To overcome these binding constraints on the market’s growth and maximize the potential of the new federal OZ incentives for Indiana communities, the following strategies should be considered to unlock more capital and strengthen local capacity:

  1. Establish a statewide OZ coordinator: The most community-aligned engagement from OZ investors is taking root in places where a person or organization is fully dedicated to cultivating a pipeline of high-impact deals and investor relationships. Places such as Alabama, Colorado, and Baltimore, MD, have at least one full-time employee serving as an OZ coordinator for the city or state, and they have created a long-term framework for directing resources to OZs and measuring impact. Philanthropy often supports these positions.
  2. Create a centralized online directory of essential OZ information: One of the most powerful ways to foster an investable environment is to facilitate the flow of relevant information between state and local governments and OZ stakeholders. States such as Maryland, California, and New Jersey have established digital “one-stop shops” or centralized directories for OZ investors, communities, and potential investment recipients (startups, growth businesses, or project sponsors) containing information about the incentive, who may qualify for what, and complementary federal, state, and local resources. Many clearly articulate the state’s own priorities for OZs, and some even contain databases of vacant and underutilized properties (some publicly-owned, some private) that are primely positioned for redevelopment.
  3. Enhance and align public resources to strengthen OZ communities and shape the market. As state and local governments think through their own financial and programmatic commitment to OZs, they should review their policy tools in the following four realms and consider if and how they wish to align them with OZs in order to nudge the young marketplace toward particular ends:
    • Programs and incentives to support new and growing businesses
    • Startup accelerators, capacity building, and workforce training programs
    • Credit facilities
    • Programs or grants to monitor and measure impact
  4. Activate residents, businesses, and community stakeholders. As demonstrated in Brookville, engaging the local investor base can be a powerful way to spark new energy and economic activity locally and unlock OZ investment for projects and businesses that strengthen the community. Beyond individuals and families, major employers, philanthropic institutions and similarly aligned community stakeholders with vested interests in the quality and livability of OZs can be activated in various ways, including via additional investment carrots, the creation of place-based Opportunity Funds, public-private partnerships, and tailored strategies to reach anchor institutions and philanthropy.

Looking ahead

Across the country, the places seeing the most robust and aligned investment activity in their OZs are ones that have jumped right in to facilitate a new local investment ecosystem into existence. Early returns show the importance of tending to all sides of the marketplace: building an investor base, cultivating a deal pipeline, engaging residents and communities, educating businesses eligible for investment, and building the capacity of local governments and liaisons.

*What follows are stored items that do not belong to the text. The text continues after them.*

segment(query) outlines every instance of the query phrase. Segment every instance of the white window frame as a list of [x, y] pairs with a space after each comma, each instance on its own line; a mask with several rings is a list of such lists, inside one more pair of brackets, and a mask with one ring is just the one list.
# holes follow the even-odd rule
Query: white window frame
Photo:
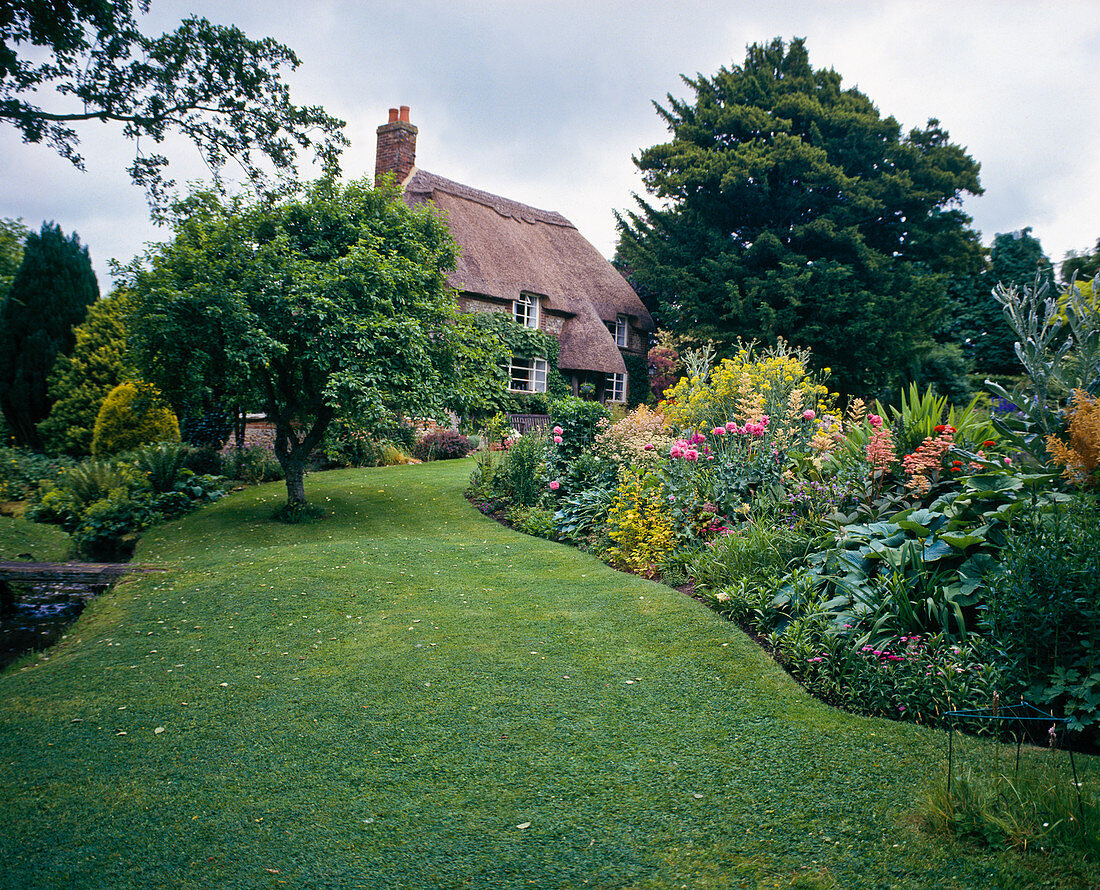
[[544, 358], [513, 356], [508, 366], [508, 389], [511, 392], [546, 392], [546, 372]]
[[625, 349], [627, 345], [629, 326], [625, 315], [615, 316], [615, 345]]
[[520, 294], [512, 301], [512, 319], [525, 328], [539, 328], [539, 298], [534, 294]]
[[608, 374], [603, 384], [604, 401], [626, 401], [626, 374]]

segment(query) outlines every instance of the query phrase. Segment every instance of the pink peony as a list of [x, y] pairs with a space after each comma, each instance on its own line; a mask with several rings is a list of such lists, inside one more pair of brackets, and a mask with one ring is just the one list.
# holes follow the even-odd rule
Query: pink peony
[[699, 452], [694, 448], [689, 448], [684, 452], [684, 460], [699, 460]]
[[646, 442], [645, 445], [642, 446], [642, 451], [652, 451], [652, 450], [653, 450], [653, 443], [652, 442]]
[[565, 432], [565, 430], [563, 430], [560, 426], [554, 427], [554, 435], [555, 436], [560, 436], [564, 432]]
[[724, 426], [716, 426], [713, 432], [716, 436], [724, 436], [726, 434], [726, 428]]
[[554, 436], [554, 444], [555, 445], [560, 445], [561, 444], [561, 436]]
[[882, 426], [882, 418], [879, 417], [877, 414], [868, 414], [867, 422], [871, 424], [871, 429], [877, 430], [880, 426]]
[[728, 433], [735, 433], [735, 432], [737, 432], [737, 421], [735, 421], [735, 420], [727, 420], [727, 421], [726, 421], [726, 432], [728, 432]]
[[557, 479], [550, 483], [551, 491], [557, 491], [559, 488], [561, 488], [561, 483]]
[[803, 420], [813, 420], [815, 417], [817, 417], [817, 412], [816, 411], [810, 411], [809, 409], [807, 409], [807, 410], [802, 412], [802, 419]]

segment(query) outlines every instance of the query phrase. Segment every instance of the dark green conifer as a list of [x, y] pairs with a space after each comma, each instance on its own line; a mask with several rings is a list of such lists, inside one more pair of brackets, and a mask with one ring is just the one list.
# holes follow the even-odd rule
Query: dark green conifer
[[39, 448], [50, 413], [48, 380], [73, 348], [73, 328], [99, 298], [88, 248], [56, 223], [27, 236], [23, 261], [0, 307], [0, 410], [18, 445]]

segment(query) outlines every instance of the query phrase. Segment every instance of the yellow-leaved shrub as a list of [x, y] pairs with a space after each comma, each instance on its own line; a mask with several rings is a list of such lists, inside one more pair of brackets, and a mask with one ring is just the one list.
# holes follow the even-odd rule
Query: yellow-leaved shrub
[[799, 402], [799, 413], [823, 414], [835, 396], [812, 379], [808, 360], [808, 351], [792, 349], [783, 341], [760, 355], [752, 344], [744, 346], [705, 377], [681, 377], [667, 390], [662, 403], [665, 421], [682, 430], [707, 430], [731, 420], [778, 418], [792, 410], [792, 396]]
[[608, 536], [615, 546], [604, 553], [607, 561], [647, 578], [657, 575], [657, 563], [676, 546], [668, 495], [649, 474], [624, 472], [615, 506], [608, 511]]
[[178, 442], [180, 425], [155, 386], [120, 383], [96, 415], [92, 454], [118, 454], [156, 442]]

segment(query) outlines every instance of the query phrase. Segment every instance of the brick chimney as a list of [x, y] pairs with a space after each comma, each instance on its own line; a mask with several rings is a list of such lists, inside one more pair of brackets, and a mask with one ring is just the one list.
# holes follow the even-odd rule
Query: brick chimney
[[416, 165], [416, 127], [409, 123], [409, 106], [390, 109], [390, 119], [378, 128], [378, 148], [374, 155], [374, 181], [387, 173], [394, 181], [408, 179]]

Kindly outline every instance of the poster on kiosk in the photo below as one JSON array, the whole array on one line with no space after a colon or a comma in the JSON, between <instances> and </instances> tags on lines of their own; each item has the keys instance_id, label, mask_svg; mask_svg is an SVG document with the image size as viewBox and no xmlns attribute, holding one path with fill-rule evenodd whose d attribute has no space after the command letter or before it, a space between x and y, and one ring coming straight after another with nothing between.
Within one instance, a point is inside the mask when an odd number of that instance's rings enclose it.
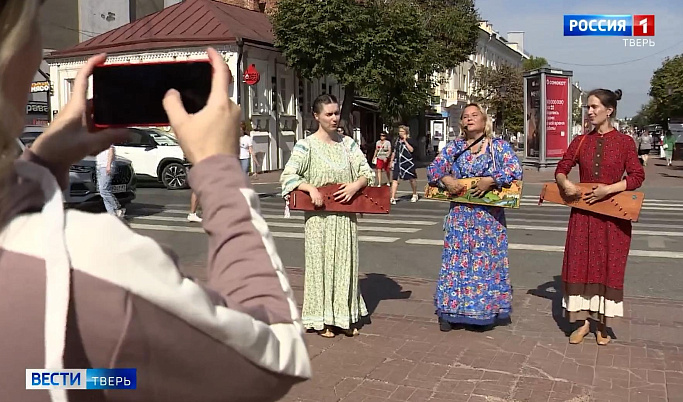
<instances>
[{"instance_id":1,"label":"poster on kiosk","mask_svg":"<svg viewBox=\"0 0 683 402\"><path fill-rule=\"evenodd\" d=\"M571 142L572 72L541 68L524 74L524 165L554 169Z\"/></svg>"}]
</instances>

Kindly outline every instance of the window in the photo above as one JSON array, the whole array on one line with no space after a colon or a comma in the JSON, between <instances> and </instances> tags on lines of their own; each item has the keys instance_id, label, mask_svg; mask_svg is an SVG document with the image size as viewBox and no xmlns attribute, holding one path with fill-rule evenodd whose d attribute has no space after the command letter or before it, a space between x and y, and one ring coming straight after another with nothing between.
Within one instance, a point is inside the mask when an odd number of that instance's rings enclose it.
<instances>
[{"instance_id":1,"label":"window","mask_svg":"<svg viewBox=\"0 0 683 402\"><path fill-rule=\"evenodd\" d=\"M280 78L280 113L289 114L289 91L287 90L287 79Z\"/></svg>"},{"instance_id":2,"label":"window","mask_svg":"<svg viewBox=\"0 0 683 402\"><path fill-rule=\"evenodd\" d=\"M64 80L64 104L68 103L71 99L71 93L73 92L75 78L67 78Z\"/></svg>"}]
</instances>

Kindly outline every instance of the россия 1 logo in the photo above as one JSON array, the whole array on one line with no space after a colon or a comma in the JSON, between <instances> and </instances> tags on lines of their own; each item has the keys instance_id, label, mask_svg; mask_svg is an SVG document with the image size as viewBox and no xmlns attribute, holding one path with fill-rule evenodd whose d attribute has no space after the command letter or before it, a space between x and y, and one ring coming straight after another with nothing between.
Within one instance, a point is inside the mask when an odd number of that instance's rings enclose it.
<instances>
[{"instance_id":1,"label":"\u0440\u043e\u0441\u0441\u0438\u044f 1 logo","mask_svg":"<svg viewBox=\"0 0 683 402\"><path fill-rule=\"evenodd\" d=\"M565 15L564 36L655 36L655 16ZM654 46L654 39L624 39L624 46Z\"/></svg>"}]
</instances>

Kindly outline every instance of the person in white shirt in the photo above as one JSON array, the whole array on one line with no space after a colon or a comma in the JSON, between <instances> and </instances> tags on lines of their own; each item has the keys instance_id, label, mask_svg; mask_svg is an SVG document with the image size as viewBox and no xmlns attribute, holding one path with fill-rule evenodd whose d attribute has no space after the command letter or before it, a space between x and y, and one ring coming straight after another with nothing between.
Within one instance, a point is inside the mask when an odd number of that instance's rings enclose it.
<instances>
[{"instance_id":1,"label":"person in white shirt","mask_svg":"<svg viewBox=\"0 0 683 402\"><path fill-rule=\"evenodd\" d=\"M115 155L116 152L113 145L97 154L97 189L100 192L102 201L104 201L107 213L123 218L126 210L121 208L119 201L111 191Z\"/></svg>"},{"instance_id":2,"label":"person in white shirt","mask_svg":"<svg viewBox=\"0 0 683 402\"><path fill-rule=\"evenodd\" d=\"M245 174L249 174L249 165L254 157L254 142L247 132L247 125L242 122L242 136L240 137L240 165Z\"/></svg>"}]
</instances>

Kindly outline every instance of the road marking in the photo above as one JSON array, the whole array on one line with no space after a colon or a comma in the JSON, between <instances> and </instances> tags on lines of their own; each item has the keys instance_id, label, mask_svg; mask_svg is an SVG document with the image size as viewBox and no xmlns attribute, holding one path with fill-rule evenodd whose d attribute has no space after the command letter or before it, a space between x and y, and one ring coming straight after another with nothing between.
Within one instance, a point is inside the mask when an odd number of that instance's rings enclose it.
<instances>
[{"instance_id":1,"label":"road marking","mask_svg":"<svg viewBox=\"0 0 683 402\"><path fill-rule=\"evenodd\" d=\"M131 216L133 220L149 220L149 221L163 221L163 222L186 222L184 218L179 218L179 217L173 217L173 216L160 216L160 215L152 215L152 216ZM272 227L293 227L293 228L303 228L304 225L300 223L295 223L295 222L273 222L270 219L278 219L278 220L284 220L284 219L295 219L295 220L303 220L304 216L303 215L292 215L291 218L285 218L284 216L281 215L270 215L270 214L265 214L263 215L264 219L268 219L266 222L268 223L268 226ZM517 224L508 224L507 228L508 230L529 230L529 231L542 231L542 232L566 232L567 231L567 221L546 221L546 220L531 220L531 219L514 219L514 218L509 218L507 219L509 222L535 222L535 223L546 223L546 224L553 224L556 223L556 226L543 226L543 225L517 225ZM420 229L416 228L398 228L398 227L378 227L378 226L366 226L364 224L366 223L375 223L375 224L391 224L391 225L436 225L438 223L443 222L443 218L438 218L436 221L414 221L414 220L388 220L388 219L371 219L371 218L363 218L363 219L358 219L359 225L358 225L358 230L360 231L368 231L368 232L381 232L381 231L393 231L396 233L416 233L420 231ZM638 224L636 223L636 227L652 227L652 228L657 228L657 227L663 227L663 228L670 228L670 227L677 227L676 225L645 225L645 224ZM652 230L639 230L639 229L634 229L633 230L633 235L642 235L642 236L669 236L669 237L683 237L683 232L673 232L673 231L652 231ZM662 247L663 248L663 247Z\"/></svg>"},{"instance_id":2,"label":"road marking","mask_svg":"<svg viewBox=\"0 0 683 402\"><path fill-rule=\"evenodd\" d=\"M157 230L164 232L188 232L188 233L204 233L203 228L192 226L171 226L171 225L148 225L144 223L131 223L132 229L138 230ZM303 233L297 232L270 232L273 237L303 239ZM394 243L400 238L398 237L384 237L384 236L358 236L358 240L367 243Z\"/></svg>"},{"instance_id":3,"label":"road marking","mask_svg":"<svg viewBox=\"0 0 683 402\"><path fill-rule=\"evenodd\" d=\"M143 220L143 221L161 221L161 222L188 222L185 218L177 218L174 216L159 216L159 215L152 215L152 216L133 216L131 217L133 221L138 221L138 220ZM269 227L281 227L281 228L304 228L303 223L296 223L296 222L271 222L267 221L266 222ZM395 233L417 233L422 229L419 228L394 228L392 227L391 229L387 229L386 227L377 227L377 226L363 226L363 225L358 225L358 230L362 232L386 232L386 231L391 231Z\"/></svg>"},{"instance_id":4,"label":"road marking","mask_svg":"<svg viewBox=\"0 0 683 402\"><path fill-rule=\"evenodd\" d=\"M422 245L422 246L441 246L443 247L443 240L432 239L410 239L406 240L407 244ZM527 251L543 251L550 253L564 253L564 246L549 246L543 244L508 244L509 250L527 250ZM654 258L669 258L669 259L683 259L683 253L673 251L649 251L649 250L631 250L629 252L631 257L654 257Z\"/></svg>"}]
</instances>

There was no shortage of economic and community development priorities that needed financing before the pandemic. Need has only grown more acute since—especially in low-income communities. OZs add a potentially powerful new financing tool to the mix.

The GPS Project gives Hoosiers a hook to provide their OZ ambitions strategic focus. This long-term economic and community development tool can help finance the next generation of businesses that will secure the state’s prosperity. OZ capital can be harnessed to reinvigorate Main Streets and build vibrant, inclusive places that make Indiana a magnet for talent. And by being a market-based tool that integrates seamlessly into local economies, OZs can be a catalyst for building wealth and restoring economic opportunity in parts of the state where both are sorely lacking.